London - Away from the glitz and glamour of the Rugby World Cup, an experiment that could have a major influence on the way the game is approached at all levels is being played out against the backdrop of the Welsh valleys.
The semi-professional Welsh Principality League is a guinea pig for new trials in the laws this season, including awarding six points for a try and two points for a penalty and a drop goal, that may, according to the man overseeing them, make the sport more attractive.
"We are all positive about it," said Wales Rugby Union (WRU) national match officials manager Nigel Whitehouse who sits on World Rugby's laws panel.
The aim of the new system is to test whether offering more points for tries and fewer for kicks at goal leads to a more open and attack-focused game with increased ball-in-play time.
"We continually have to look at the game to see how we can make it better for all involved. So from my perspective these are serious trials," Whitehouse told Reuters.
"All the coaches and players I have spoken to over the summer opened their arms (to the idea).
"It's great to see World Rugby, through these trials, trying to be positive and make rugby attractive as possible, not only to play in but for spectators as well," he added.
Winger Alex Webber, from champions Pontypridd, scored the first six-point try on the opening weekend of the season earlier this month.
Ponty ran in nine tries in thumping Llanelli 68-32, a game where no penalties were kicked, and they followed up this weekend with a 50-0 demolition of Bridgend.

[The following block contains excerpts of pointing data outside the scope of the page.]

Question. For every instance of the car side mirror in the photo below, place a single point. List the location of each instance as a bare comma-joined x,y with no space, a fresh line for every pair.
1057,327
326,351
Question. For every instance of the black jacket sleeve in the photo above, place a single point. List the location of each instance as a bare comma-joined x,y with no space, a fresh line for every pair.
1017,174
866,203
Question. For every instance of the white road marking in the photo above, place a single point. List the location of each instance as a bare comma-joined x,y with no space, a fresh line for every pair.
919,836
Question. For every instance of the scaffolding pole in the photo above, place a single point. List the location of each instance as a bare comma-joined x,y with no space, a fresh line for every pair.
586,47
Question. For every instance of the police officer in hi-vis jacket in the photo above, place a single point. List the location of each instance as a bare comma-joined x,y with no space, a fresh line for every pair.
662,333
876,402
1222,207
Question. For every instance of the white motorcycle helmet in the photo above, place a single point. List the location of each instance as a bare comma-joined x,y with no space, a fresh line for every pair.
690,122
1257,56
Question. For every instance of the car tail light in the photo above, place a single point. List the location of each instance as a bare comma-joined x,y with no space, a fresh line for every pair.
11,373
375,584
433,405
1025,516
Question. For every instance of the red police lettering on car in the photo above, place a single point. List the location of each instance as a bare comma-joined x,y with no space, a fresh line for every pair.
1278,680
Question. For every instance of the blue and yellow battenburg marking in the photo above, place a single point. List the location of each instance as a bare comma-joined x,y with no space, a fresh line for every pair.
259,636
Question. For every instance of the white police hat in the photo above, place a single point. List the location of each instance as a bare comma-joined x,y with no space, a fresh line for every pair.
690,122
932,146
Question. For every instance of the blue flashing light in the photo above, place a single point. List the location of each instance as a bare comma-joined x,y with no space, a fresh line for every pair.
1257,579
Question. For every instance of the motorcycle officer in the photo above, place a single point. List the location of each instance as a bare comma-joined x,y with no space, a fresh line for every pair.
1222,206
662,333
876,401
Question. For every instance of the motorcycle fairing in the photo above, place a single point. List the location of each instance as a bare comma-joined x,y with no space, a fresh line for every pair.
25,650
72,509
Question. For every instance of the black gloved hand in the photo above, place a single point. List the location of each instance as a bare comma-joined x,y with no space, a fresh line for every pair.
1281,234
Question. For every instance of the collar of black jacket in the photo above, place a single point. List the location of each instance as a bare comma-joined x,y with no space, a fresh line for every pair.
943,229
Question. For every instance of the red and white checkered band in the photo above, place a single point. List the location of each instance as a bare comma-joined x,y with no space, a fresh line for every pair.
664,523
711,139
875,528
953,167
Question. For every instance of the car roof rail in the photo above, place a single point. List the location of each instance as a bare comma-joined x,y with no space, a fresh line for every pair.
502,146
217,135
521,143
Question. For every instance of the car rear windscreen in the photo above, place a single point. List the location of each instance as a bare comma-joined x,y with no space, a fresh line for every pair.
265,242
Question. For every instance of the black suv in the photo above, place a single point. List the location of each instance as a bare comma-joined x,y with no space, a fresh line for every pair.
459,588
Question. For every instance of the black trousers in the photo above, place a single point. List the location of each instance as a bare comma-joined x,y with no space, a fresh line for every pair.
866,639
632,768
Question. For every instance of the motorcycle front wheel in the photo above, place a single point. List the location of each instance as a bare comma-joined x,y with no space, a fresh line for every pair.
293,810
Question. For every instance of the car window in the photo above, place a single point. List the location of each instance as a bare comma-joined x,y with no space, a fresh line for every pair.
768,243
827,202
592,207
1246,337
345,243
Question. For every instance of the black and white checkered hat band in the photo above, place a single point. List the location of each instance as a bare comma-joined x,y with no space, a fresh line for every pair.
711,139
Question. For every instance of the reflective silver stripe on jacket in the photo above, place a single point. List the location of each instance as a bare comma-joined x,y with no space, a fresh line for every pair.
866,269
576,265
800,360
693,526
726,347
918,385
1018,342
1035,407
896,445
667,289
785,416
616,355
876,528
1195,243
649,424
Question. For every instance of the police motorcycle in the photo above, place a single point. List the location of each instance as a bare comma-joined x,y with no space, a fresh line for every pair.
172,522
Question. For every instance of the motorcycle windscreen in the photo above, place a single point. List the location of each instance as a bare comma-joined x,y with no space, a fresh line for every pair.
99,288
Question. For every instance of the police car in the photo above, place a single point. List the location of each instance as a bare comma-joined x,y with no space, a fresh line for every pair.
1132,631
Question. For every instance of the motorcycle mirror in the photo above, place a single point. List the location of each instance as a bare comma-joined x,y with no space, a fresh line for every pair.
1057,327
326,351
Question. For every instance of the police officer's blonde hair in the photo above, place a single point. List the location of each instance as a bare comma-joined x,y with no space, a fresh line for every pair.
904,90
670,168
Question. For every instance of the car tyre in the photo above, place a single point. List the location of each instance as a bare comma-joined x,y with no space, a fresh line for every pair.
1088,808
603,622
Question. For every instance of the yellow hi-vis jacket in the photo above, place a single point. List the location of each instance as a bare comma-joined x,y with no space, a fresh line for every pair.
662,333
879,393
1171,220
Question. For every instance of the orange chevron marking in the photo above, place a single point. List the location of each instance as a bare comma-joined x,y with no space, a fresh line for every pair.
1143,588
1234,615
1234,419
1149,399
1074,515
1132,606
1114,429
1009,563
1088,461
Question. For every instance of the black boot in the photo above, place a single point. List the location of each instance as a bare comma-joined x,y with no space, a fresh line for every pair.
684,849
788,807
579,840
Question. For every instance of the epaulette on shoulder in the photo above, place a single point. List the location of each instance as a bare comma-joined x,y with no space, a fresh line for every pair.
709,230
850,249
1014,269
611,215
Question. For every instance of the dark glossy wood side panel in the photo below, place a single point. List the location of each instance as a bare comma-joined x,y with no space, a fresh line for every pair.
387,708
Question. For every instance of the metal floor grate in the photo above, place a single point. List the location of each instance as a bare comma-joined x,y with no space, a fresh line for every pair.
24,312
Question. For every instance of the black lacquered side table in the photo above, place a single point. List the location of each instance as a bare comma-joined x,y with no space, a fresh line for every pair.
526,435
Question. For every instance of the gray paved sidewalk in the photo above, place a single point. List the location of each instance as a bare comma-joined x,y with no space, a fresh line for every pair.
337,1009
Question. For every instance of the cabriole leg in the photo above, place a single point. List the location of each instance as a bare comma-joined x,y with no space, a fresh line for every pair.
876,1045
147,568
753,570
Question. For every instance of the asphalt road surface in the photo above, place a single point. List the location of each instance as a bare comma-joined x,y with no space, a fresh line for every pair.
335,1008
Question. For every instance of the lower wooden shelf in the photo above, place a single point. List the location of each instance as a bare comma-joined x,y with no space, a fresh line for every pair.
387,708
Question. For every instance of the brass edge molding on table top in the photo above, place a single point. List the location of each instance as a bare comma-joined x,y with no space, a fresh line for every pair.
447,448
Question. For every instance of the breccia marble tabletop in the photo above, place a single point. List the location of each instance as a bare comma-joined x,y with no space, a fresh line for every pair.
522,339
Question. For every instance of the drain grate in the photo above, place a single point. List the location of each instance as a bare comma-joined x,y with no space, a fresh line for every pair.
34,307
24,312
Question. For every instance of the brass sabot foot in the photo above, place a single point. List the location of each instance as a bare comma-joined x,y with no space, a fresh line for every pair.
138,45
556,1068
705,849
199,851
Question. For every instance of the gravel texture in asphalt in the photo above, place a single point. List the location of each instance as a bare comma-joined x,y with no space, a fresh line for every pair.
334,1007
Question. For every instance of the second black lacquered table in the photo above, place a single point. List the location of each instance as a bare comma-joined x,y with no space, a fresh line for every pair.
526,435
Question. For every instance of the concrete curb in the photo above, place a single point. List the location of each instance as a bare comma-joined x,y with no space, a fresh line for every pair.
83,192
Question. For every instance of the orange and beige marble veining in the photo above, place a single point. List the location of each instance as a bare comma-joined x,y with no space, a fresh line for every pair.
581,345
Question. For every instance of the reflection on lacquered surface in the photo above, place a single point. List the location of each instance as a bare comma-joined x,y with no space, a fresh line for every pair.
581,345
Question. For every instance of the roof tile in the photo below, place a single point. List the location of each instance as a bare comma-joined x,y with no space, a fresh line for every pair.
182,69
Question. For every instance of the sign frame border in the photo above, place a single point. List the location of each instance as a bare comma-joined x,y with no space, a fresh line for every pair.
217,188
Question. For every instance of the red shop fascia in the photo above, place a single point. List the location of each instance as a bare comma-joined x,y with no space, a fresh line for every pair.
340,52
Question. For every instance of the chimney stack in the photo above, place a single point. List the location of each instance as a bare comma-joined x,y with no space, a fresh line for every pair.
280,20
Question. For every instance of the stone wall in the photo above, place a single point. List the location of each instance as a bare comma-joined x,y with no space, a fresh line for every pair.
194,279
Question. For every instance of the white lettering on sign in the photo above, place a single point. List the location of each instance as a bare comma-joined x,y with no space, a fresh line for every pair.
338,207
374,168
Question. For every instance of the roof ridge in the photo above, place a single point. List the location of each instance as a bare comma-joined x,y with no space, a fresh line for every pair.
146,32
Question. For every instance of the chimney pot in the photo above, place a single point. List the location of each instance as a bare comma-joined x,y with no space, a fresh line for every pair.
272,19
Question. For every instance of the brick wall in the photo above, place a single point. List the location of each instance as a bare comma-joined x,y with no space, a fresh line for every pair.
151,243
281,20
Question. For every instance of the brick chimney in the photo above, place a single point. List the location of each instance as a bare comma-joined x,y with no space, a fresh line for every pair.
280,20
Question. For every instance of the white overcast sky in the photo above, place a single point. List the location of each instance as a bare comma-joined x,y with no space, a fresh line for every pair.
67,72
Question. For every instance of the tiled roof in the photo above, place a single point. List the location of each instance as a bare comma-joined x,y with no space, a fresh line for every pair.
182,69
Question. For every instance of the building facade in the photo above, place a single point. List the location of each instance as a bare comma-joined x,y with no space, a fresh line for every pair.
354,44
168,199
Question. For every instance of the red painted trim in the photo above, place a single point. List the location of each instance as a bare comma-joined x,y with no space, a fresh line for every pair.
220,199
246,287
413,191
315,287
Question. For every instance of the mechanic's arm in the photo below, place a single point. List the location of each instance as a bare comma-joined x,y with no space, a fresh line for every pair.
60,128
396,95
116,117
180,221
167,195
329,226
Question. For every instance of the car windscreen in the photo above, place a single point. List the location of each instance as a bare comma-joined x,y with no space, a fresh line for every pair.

Whitehouse said that while it was too early to see any pattern emerging, it was noticeable teams were not kicking at goal as much, preferring instead to be positive and kick for territory.
Other law changes are also being introduced in the trials, with uncontested scrums involving eight players from each team and a penalty try that will automatically be an eight-point score with no conversion to be taken.
World Rugby told Reuters the governing body was "delighted" the WRU had volunteered for the trials "which will give us a high-level of competition to evaluate the outcomes".
Whitehouse said frequent data would be sent back to World Rugby.
"It's important for us as lawmakers to try and make the game attractive for everyone involved," he said.
"Rugby is one of the greatest team sports in the world but at the end of the day it's also a business and we need people through the turnstiles to come and watch our game at all levels.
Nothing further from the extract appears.